Once again, hardly a ringing endorsement.

That raises the question of what else Weil has to support his claims for integrative medicine. The paucity of evidence isn’t lost on critics such as Gorski, who says it’s “rather telling that the best examples Dr. Weil could come up with were an ACP recommendation for acupuncture based on weak evidence and a very lukewarm ‘may’ recommendation from the AHA for meditation to reduce risk of heart disease.

“If IM were so science-based and transforming healthcare so much without quackery,” Gorski adds, “you’d think he could have come up with more compelling examples.”
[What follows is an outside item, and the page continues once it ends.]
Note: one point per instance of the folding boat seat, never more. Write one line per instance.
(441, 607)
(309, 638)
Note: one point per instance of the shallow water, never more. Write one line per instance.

That’s the problem with so much of what falls under the umbrella of integrative medicine. What’s useful in the category doesn’t need to be labeled “integrative” — it’s part of accepted medical practice. What’s novel and unusual consistently turns out to be unproven or even disproven. IM advocates often depict the lack of proof for the efficacy of their methods as a virtue — as if there are benefits, but they just haven’t been found yet, and no news is good news.

That won’t do in a medical setting, and shouldn’t be acceptable at UC Irvine. Why should Andrew Weil and his associates take “umbrage” at my pointing that out?